Belfast Telegraph

Parades Commission rules on controversial hunger strike march in Derrylin - IRA clothes and flags banned

By Claire Cromie

The Parades Commission has ruled on a huge march to commemorate republican hunger strikers - banning any IRA clothes, flags, banners and symbols.

More than 10,000 people are set to take part in the contentious event in Derrylin, Co Fermanagh on Sunday.

It will mark the anniversaries of the deaths of 10 republican hunger strikers, including Bobby Sands.

Senior unionist Tom Elliott MLA has been scathing of the plans, saying “such vulgar triumphalism is like walking over the graves of the dead.”

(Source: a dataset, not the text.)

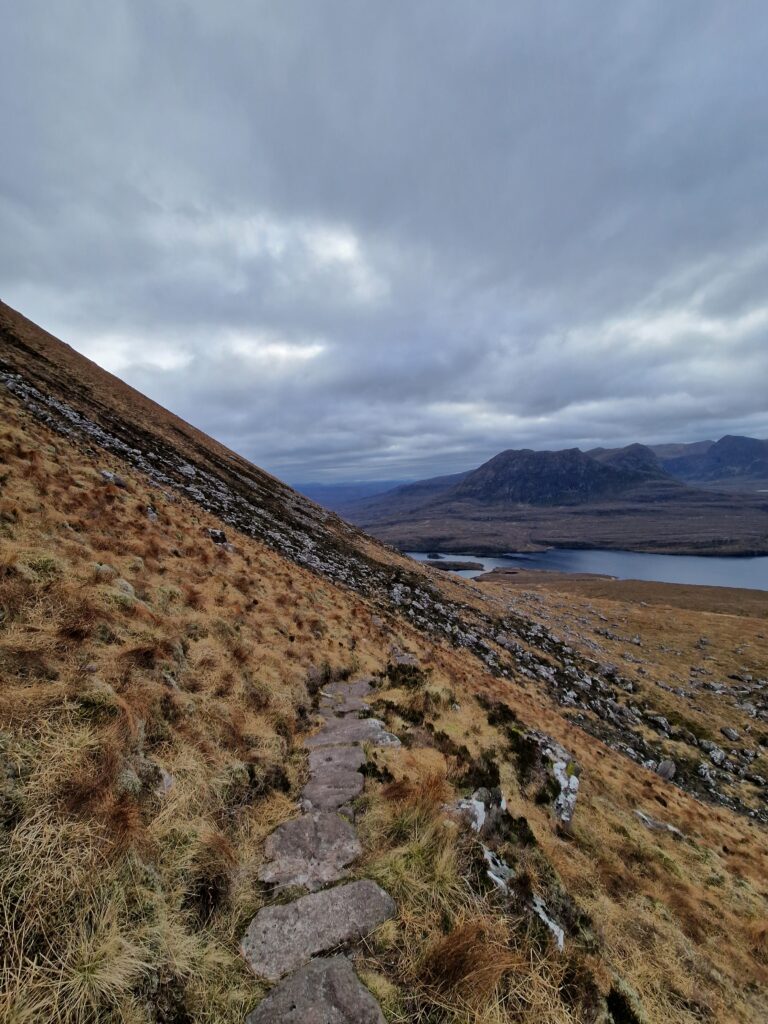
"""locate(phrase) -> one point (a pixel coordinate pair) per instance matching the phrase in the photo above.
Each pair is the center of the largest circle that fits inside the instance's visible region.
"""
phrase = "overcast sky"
(360, 240)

The Parades Commission issued its determination on Thursday morning, placing the following conditions on the organisers and participants:

  • "No paramilitary-style clothing is to be worn at any time during the parade and flags, bannerettes and symbols relating to a proscribed organisation shall in no circumstances be displayed.
  • Musical instruments must not bear any inscription or mark of a proscribed organisation, or depict weaponry of any kind.

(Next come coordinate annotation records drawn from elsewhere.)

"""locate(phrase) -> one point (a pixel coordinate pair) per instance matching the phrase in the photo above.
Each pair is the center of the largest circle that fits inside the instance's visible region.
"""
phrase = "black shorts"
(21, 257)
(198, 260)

There have been calls for the parade to be called off, including from IRA victim Dianne Woods, whose aunt and uncle were murdered in 1981.

Thomas Bullock (53), an off-duty member of the Ulster Defence Regiment, and his wife Emily (50) were shot near Derrylin.

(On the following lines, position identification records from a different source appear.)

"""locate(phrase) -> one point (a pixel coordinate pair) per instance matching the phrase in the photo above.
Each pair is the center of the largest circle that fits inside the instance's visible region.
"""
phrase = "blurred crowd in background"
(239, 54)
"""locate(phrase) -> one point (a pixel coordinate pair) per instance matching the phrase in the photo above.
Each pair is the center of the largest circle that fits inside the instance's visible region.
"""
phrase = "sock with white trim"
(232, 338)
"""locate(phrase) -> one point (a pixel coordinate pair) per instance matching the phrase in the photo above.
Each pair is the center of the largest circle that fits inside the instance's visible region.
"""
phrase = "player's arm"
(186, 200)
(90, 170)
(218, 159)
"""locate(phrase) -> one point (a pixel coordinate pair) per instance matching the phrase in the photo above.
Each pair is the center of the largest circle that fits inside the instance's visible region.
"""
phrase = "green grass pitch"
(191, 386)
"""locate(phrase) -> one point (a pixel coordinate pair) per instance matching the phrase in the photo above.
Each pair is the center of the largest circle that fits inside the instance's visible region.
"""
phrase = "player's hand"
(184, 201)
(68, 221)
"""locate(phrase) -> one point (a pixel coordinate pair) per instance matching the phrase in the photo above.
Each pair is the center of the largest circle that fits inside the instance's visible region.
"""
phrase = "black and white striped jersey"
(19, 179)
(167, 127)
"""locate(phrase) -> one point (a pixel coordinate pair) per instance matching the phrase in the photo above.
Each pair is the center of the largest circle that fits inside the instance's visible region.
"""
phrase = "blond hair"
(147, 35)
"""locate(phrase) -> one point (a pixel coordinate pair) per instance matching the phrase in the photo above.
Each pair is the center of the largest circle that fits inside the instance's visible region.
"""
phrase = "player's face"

"It makes me feel sick," she told the Belfast Telegraph.

"There are no words to describe it. I feel my stomach turning at the minute. It's 42 years ago but it might as well be 42 days.

"It's devastated our family."

Sinn Fein MP Michelle Gildernew has said she is proud the village had been selected for the national hunger strike commemoration,  "given the fact that Bobby Sands was elected to represent this constituency in 1981".

The Parades Commission said in its determination: "The Commission has received representation that the notification of this commemorative parade has caused offence and has led to a re-opening of painful and traumatic memories for individuals who suffered bereavement within the vicinity of Derrylin."

It added: "Whilst the Commission recognises that victims are opposed to this parade in its entirety, the Commission has communicated with them in respect of the organiser's assurances that the route does not directly pass the landmarks which were raised of being as special concern."